A firm just paid a dividend of $3.34. The dividend is expected to grow at a constant rate of 3.30% forever and the required rate of return is 12.24%. What is the value of the stock?

Question

GPT-4o mini · Answer

To find the value of a stock that pays dividends growing at a constant rate, you can use the Gordon Growth Model (also known as the Dividend Discount Model).
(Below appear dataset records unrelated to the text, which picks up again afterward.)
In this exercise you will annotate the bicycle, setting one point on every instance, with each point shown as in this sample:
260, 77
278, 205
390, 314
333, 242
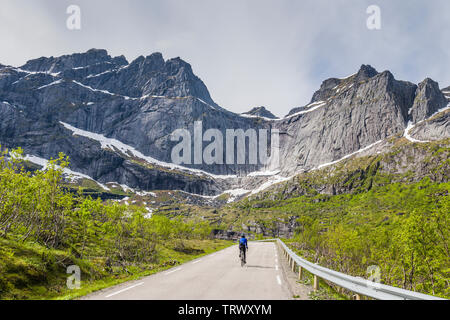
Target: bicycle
242, 255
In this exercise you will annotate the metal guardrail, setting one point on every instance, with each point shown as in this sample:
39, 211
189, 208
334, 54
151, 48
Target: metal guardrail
357, 285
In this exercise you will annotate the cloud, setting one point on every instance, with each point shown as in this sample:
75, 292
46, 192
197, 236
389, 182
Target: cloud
249, 53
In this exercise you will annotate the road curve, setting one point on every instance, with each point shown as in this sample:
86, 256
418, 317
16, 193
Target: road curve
218, 276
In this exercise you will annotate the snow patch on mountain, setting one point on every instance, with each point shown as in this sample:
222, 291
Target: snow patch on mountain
113, 144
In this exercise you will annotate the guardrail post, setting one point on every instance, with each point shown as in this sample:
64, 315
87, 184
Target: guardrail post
316, 283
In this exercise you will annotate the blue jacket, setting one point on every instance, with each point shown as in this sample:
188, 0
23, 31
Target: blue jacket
243, 242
The formula is:

$P = \frac{D_{1}}{r - g}$

Where:

$P$ = Price of the stock
$D_{1}$ = Dividend in the next period
$r$ = Required rate of return
$g$ = Growth rate of the dividend

Given that the firm just paid a dividend ( $D_{0}$ ) of $3.34 and that it is expected to grow at a constant rate of 3.30% forever, we first need to find $D_{1}$ :

$D_{1} = D_{0} \times (1 + g) = 3.34 \times (1 + 0.033) = 3.34 \times 1.033 = 3.45$

Now we can use the required rate of return ( $r = 12.24$ ) and the growth rate ( $g = 3.30$ ) to find the stock price ( $P$ ):

$P = \frac{D_{1}}{r - g} = \frac{3.45}{0.1224 - 0.033} = \frac{3.45}{0.0894}$

Calculating the denominator:

$0.1224 - 0.033 = 0.0894$

Now calculating the final stock price:

$P \approx \frac{3.45}{0.0894} \approx 38.63$

So, the value of the stock is approximately $38.63.